Although originally a small group of nine knights, they quickly gained fame largely due to the backing of Bernard of Clairvaux and his "In Praise of the New Knighthood". Bernard at that time was often called the Second Pope and was the chief spokesman of Christendom. He is also the one responsible for helping to draw up the order's rules of conduct.

In European political circles, they became very powerful and influential. This was because they were immune from any authority save that of the Papal Throne. (Pope Innocent II exempted the Templars from all authority except the Pope.)

After the crusades were over, the knights returned to their Chapters throughout Europe and became known as moneylenders to the monarchs. In the process many historians believe they invented the Banking System. The Templars fought along side King Richard I (Richard The Lion Hearted) and other Crusaders in the battles for the Holy Lands.

The secret meetings and rituals of the knights would eventually cause their downfall. The King of France, Philip the Fair used these rituals and meetings to his advantage to destroy the knights. The real reason for his crushing the Templars was that he felt threatened by their power and immunity. In 1307, Philip, who desperately needed funds, to support his war against England's Edward I made his move against the Knights Templar.

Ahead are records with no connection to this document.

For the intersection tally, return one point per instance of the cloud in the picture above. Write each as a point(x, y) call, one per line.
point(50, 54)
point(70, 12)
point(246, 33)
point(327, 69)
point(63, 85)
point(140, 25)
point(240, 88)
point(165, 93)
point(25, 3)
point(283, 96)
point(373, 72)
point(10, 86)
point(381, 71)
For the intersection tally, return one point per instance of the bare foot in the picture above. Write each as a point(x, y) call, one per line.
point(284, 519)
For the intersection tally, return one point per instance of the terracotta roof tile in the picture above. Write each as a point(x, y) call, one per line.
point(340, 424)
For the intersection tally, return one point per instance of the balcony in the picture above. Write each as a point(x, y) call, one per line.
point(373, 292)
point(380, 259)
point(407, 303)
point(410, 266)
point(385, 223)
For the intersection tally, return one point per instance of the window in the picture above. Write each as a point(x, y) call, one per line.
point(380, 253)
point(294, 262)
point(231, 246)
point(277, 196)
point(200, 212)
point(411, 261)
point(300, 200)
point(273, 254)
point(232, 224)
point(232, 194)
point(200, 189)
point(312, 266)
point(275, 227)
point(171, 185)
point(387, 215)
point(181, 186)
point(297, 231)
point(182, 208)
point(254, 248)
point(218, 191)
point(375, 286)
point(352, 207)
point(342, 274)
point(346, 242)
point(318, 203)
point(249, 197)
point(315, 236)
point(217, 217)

On October 13th, 1307, King Philip had all the Templars arrested on the grounds of heresy, since this was the only charge that would allow the seizing of their money and assets. The Templars were tortured and as a result, ridiculous untrue confessions were given.
Philip was successful in ridding the Templars of their power and wealth and urged all fellow Christian leaders to do the same thing. On March 19th, 1314 the last Grand Master of the Knights Templar, Jacques de Molay was burned at the stake. De Molay is said to have cursed King Philip and Pope Clement as he burned asking both men to join him within a year. Whether he actually uttered the curse or if it is simply an apocryphal tale what remains as fact is that Clement died only one month later and Philip IV seven months after that.